Adapted from Abdulazim et al. [50]

Standardized DCI monitoring protocol. The standardized monitoring protocol includes thorough neurological examinations every 2–4 h by dedicated neurocritical care staff in combination with a CT perfusion screening protocol. CT perfusion measurements are considered 6–12 h after aneurysm treatment, on day 3 or 4 as well as days 9–11 after aSAH, or in case of clinical features of DCI. DSAs are considered on admission and on days 6–9 after aSAH ictus and in case of clinical deterioration from DCI or CT perfusion deficits. CCT cranial computed tomography, CTA computed tomography angiography, CTP computed tomography perfusion, DSA digital subtraction angiography, Neuro exam neurological examination every 2 h, SAH subarachnoid hemorrhage.
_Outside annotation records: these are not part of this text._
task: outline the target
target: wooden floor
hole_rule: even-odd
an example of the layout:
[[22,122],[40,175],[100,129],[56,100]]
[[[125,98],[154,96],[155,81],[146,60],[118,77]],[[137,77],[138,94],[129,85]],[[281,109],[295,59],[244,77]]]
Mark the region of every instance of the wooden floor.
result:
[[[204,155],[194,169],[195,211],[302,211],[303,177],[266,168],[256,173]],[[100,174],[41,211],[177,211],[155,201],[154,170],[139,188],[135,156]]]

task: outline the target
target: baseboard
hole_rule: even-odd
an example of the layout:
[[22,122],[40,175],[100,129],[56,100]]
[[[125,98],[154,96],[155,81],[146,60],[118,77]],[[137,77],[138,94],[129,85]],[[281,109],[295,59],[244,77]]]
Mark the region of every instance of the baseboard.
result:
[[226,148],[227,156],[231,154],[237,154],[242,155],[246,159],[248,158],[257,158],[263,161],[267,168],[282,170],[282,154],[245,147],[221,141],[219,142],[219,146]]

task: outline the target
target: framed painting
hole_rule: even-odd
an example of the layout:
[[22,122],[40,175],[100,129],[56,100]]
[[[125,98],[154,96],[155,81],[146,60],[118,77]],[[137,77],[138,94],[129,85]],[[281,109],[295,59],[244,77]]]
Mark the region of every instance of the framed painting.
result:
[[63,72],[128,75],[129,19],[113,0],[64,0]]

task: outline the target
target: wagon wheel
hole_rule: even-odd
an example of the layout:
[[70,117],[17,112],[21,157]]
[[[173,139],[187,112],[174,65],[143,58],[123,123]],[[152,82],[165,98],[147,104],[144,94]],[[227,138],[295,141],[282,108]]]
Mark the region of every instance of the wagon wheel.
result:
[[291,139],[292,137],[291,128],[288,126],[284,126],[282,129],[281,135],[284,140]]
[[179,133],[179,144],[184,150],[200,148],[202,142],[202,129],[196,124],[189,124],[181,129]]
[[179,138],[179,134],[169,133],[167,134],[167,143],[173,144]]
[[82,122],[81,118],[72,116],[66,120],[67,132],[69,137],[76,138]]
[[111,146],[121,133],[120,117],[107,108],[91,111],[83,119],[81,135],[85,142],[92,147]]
Conclusions and Future Directions

The improving understanding on the pathogenesis of DCI has shifted the diagnostic and therapeutic target away from the macrovasculature toward the microvasculature and other mechanisms, including cortical spreading depolarization and inflammation. This underscores the need for incorporating existing modalities and developing new methods to evaluate brain perfusion, brain metabolism, and overall brain function more accurately and also more globally. Multimodality monitoring is advisable in comatose patients, but serial neurological examinations remain the mainstay of diagnosis of DCI in most patients with aSAH.

The lack of evidence for triggers of intervention and for interventions per se underlines the need for further studies addressing these pivotal topics. In this context and in view of the significant variability in practice, a cluster randomized clinical trial may provide more robust data.